Schriftliche Anfrage: Digitale Lesemedien – Chance oder Risiko für die Lesekompetenz an Basler Schulen?
Die Ergebnisse der nationalen Überprüfung der Grundkompetenzen 2023 zeigen: In Basel-Stadt erreichen nur 77 % der Schülerinnen und Schüler am Ende der obligatorischen Schulzeit die Grundkompetenzen in Deutsch Lesen – ein Wert, der fünf Prozentpunkte unter dem Schweizer Durchschnitt liegt.
Regierungsrat Mustafa Atici hat deshalb die Volksschulen beauftragt, dass gezielte Vorschläge zur Stärkung der Leseförderung erarbeitet werden sollen. Diese Diskussion muss aber im breiteren bildungspolitischen Gesamtkontext geführt werden: Denn Lesen ist nicht nur eine Schlüsselkompetenz für den schulischen und beruflichen Erfolg, sondern auch eine zentrale Voraussetzung für gesellschaftliche Teilhabe und Chancengleichheit. Gleichzeitig befinden wir uns inmitten eines digitalen Wandels, der das Leseverhalten und die Vermittlungsformen grundlegend verändert. Digitale Lesemedien – Tablets, Lernplattformen oder interaktive Texte versprechen neue Zugänge zum Lesen. Doch internationale Studien (OECD 2015, Delgado 2018, PISA 2018 u. 2022) und nun die Resultate aus der Überprüfung der Grundkompetenzen zeigen auch Risiken: Oberflächlicheres Leseverhalten, fehlende Vertiefung, Ablenkung durch Bildschirmformate1.
Es stellt sich mir deshalb die Frage, wie Basel-Stadt mit dieser Entwicklung «zwischen Bildschirm und Buch» umgeht – und wie digitale Lesemedien so eingesetzt werden können, dass sie die Lesekompetenz der Schülerinnen und Schüler stärken statt schwächen – deshalb bitte ich den Regierungsrat um Beantwortung der folgenden Punkte:
- Welche Rolle spielt das digitale Lesen derzeit im Unterricht der Volksschulen Basel-Stadt?
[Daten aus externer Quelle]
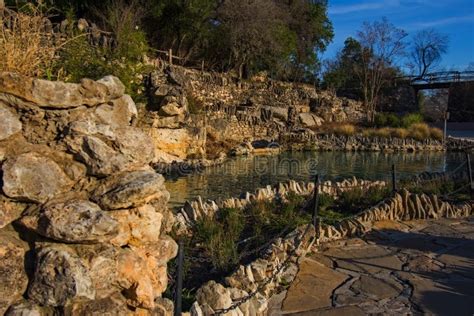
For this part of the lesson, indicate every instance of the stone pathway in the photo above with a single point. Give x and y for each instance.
(417, 267)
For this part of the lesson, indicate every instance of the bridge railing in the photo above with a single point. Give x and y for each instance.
(440, 77)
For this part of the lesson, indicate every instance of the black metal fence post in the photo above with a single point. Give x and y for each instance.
(179, 282)
(394, 179)
(315, 206)
(469, 173)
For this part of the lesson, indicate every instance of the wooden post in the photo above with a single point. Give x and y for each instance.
(394, 179)
(446, 118)
(469, 174)
(179, 282)
(316, 221)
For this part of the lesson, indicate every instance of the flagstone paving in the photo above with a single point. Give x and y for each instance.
(417, 267)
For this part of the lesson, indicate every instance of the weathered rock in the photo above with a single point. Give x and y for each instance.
(28, 308)
(112, 305)
(13, 278)
(9, 211)
(73, 221)
(128, 149)
(35, 178)
(138, 280)
(310, 120)
(177, 142)
(117, 113)
(303, 296)
(163, 307)
(215, 295)
(128, 190)
(137, 226)
(9, 123)
(171, 109)
(57, 94)
(59, 277)
(100, 158)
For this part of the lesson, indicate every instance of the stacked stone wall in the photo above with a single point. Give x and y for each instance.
(83, 216)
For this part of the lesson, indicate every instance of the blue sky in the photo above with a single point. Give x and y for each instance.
(452, 17)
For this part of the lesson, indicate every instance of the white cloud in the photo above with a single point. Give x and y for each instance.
(363, 6)
(445, 21)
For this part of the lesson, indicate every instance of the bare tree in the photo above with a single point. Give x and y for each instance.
(250, 29)
(426, 50)
(382, 45)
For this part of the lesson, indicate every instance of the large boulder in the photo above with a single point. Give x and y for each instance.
(13, 278)
(9, 123)
(310, 120)
(59, 277)
(33, 177)
(9, 210)
(128, 190)
(28, 308)
(141, 280)
(111, 150)
(214, 295)
(61, 95)
(73, 221)
(137, 226)
(117, 113)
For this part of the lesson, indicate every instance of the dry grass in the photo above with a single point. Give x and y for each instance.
(28, 45)
(436, 133)
(400, 133)
(344, 129)
(419, 131)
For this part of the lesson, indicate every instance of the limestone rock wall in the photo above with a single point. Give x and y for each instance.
(83, 216)
(195, 210)
(254, 283)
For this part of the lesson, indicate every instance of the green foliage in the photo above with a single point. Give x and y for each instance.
(412, 118)
(383, 119)
(340, 73)
(195, 105)
(219, 236)
(358, 199)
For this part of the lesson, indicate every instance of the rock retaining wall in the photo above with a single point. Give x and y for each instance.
(260, 279)
(83, 216)
(194, 210)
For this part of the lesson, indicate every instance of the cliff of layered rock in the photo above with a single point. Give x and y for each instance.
(83, 216)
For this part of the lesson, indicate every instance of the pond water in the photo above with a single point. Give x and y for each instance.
(239, 175)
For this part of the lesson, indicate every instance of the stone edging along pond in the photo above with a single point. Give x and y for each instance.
(251, 285)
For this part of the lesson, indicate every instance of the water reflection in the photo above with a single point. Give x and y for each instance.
(246, 174)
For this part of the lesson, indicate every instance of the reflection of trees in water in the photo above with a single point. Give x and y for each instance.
(246, 174)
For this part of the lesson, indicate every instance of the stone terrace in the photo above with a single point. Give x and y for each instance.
(416, 267)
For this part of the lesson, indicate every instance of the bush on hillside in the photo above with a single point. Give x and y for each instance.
(412, 118)
(419, 131)
(27, 44)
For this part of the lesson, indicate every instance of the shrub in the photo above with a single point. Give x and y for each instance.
(419, 131)
(436, 133)
(382, 132)
(195, 105)
(393, 120)
(380, 120)
(219, 237)
(344, 129)
(27, 46)
(412, 118)
(400, 133)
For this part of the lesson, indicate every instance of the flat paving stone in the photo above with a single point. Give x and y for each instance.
(416, 267)
(367, 259)
(312, 288)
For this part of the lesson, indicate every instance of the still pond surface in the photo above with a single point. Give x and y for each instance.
(239, 175)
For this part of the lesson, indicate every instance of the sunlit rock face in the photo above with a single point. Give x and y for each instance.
(83, 216)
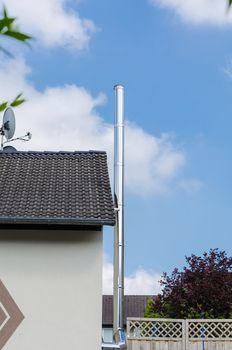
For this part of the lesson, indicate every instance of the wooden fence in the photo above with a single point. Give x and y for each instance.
(174, 334)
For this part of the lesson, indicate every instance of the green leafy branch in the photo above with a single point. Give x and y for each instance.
(16, 102)
(9, 29)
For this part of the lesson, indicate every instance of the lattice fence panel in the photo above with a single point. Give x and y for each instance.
(210, 329)
(147, 328)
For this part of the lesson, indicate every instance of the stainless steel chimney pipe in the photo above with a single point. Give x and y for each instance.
(119, 341)
(119, 207)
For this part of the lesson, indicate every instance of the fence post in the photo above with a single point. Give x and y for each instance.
(186, 334)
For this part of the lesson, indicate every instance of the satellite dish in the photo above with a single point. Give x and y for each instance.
(9, 149)
(8, 124)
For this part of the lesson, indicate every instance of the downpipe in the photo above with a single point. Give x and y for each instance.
(118, 343)
(119, 338)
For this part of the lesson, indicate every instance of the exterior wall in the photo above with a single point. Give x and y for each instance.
(55, 278)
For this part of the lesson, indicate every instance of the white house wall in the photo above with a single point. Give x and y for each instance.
(55, 278)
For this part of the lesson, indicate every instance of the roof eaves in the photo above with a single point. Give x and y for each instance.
(57, 221)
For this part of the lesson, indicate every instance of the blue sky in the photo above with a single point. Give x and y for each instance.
(174, 58)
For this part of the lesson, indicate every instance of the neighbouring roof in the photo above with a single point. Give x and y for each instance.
(55, 187)
(134, 306)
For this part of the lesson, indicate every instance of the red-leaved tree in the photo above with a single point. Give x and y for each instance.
(202, 290)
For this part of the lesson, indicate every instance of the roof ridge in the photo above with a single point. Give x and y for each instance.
(52, 152)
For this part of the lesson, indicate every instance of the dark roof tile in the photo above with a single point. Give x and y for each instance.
(55, 187)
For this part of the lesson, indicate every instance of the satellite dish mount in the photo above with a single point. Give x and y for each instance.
(8, 129)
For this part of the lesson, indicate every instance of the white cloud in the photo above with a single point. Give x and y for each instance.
(199, 11)
(191, 186)
(51, 22)
(66, 118)
(141, 282)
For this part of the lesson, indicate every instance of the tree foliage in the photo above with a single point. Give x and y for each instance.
(8, 28)
(202, 290)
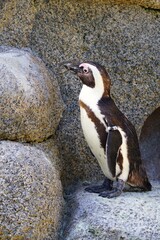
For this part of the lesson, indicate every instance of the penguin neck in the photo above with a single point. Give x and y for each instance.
(90, 96)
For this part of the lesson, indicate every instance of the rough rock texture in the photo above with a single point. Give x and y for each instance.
(131, 216)
(31, 105)
(122, 35)
(30, 194)
(150, 144)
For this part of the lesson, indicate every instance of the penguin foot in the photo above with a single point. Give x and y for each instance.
(115, 192)
(107, 185)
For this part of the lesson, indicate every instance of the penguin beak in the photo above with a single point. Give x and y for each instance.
(72, 67)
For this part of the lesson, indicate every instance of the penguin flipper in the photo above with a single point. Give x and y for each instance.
(114, 141)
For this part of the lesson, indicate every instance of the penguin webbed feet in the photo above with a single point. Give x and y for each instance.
(106, 186)
(115, 192)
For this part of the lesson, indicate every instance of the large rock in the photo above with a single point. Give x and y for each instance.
(31, 105)
(122, 34)
(30, 194)
(131, 216)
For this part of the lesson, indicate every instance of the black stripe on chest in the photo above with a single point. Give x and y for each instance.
(100, 128)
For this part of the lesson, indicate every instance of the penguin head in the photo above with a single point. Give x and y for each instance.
(92, 75)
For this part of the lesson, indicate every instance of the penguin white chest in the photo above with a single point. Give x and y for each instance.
(92, 137)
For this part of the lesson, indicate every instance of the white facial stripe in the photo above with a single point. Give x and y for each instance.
(91, 96)
(97, 76)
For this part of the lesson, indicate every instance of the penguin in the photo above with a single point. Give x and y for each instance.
(110, 135)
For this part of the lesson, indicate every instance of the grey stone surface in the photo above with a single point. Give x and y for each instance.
(30, 194)
(122, 35)
(131, 216)
(150, 144)
(31, 105)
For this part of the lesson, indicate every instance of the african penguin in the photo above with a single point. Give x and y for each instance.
(110, 135)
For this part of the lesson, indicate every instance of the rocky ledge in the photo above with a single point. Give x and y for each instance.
(131, 216)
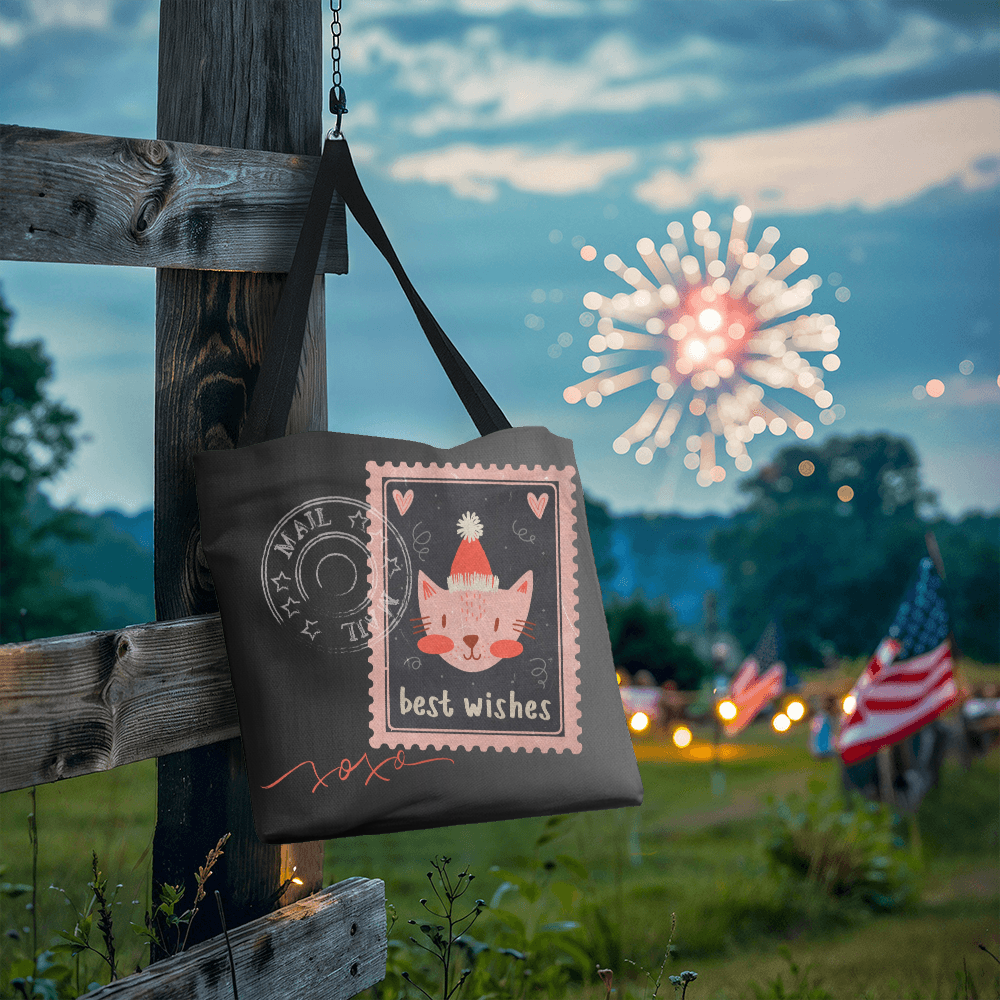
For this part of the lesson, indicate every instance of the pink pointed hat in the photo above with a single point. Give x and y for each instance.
(470, 569)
- Welche digitalen Tools, Plattformen oder Programme werden zur Leseförderung in Deutsch konkret eingesetzt – aufgeschlüsselt nach Stufe?
- In welchem Verhältnis steht der Einsatz von EduBS-Books zur analogen Lesepraxis – und nach welchen pädagogischen Kriterien erfolgt die Auswahl zwischen digitalen und gedruckten Texten im Unterricht, insbesondere in Bezug auf unterschiedliche Aufgabenstellungen?
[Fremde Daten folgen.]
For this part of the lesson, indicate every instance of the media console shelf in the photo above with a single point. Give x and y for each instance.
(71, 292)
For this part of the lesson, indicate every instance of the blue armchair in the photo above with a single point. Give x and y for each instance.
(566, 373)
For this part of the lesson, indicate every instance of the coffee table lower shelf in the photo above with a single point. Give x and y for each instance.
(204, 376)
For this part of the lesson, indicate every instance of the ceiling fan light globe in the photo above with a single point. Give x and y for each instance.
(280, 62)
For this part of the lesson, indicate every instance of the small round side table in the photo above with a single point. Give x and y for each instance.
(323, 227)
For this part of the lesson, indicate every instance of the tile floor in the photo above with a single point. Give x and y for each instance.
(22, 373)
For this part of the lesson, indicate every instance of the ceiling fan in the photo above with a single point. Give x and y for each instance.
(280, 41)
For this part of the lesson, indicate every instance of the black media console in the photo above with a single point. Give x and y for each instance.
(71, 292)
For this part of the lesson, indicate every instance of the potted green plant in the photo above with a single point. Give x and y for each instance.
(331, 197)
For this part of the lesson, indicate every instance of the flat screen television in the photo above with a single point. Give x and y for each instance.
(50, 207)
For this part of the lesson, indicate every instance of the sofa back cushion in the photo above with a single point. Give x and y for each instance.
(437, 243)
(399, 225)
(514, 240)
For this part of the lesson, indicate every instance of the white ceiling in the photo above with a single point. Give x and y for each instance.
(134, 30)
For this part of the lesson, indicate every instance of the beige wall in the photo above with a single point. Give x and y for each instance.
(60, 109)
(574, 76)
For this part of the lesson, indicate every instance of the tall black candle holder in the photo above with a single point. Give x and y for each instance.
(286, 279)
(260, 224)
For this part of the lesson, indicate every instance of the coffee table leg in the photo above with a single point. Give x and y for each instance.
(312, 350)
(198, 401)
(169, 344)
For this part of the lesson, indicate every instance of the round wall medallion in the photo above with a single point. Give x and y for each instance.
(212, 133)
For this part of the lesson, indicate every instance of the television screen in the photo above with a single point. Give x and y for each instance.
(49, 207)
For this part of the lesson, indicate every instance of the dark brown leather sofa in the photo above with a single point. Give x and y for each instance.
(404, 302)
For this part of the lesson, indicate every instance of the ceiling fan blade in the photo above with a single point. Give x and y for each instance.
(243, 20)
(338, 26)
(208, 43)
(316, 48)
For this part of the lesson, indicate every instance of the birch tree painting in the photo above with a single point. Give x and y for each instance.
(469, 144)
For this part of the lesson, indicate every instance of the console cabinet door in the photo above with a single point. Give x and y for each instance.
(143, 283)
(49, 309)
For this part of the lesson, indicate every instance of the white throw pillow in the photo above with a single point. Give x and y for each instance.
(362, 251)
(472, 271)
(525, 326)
- Wie wird sichergestellt, dass digitale Lesemedien einen vertiefenden Leseprozess unterstützen und nicht zu oberflächlichem Lesen führen?
- Gibt es verbindliche didaktische Konzepte oder Qualitätsstandards für den Einsatz digitaler Lesemedien?
- Wie werden die Schülerinnen und Schüler auf das Lesen digitaler Texte gezielt vorbereitet? Werden Strategien vermittelt, um auch am Bildschirm tiefes Textverständnis zu entwickeln?
- Wie werden Lehrpersonen auf die besonderen Anforderungen des digitalen Lesens in fachlicher, wie auch in didaktischer Hinsicht vorbereitet?
- Gibt es gezielte Fortbildungsangebote?
- Welche empirischen Erkenntnisse liegen dem Erziehungsdepartement zur Wirkung digitaler Lesemedien auf die Lesekompetenz vor?
- Wird der Einsatz digitaler Formate grundsätzlich systematisch evaluiert?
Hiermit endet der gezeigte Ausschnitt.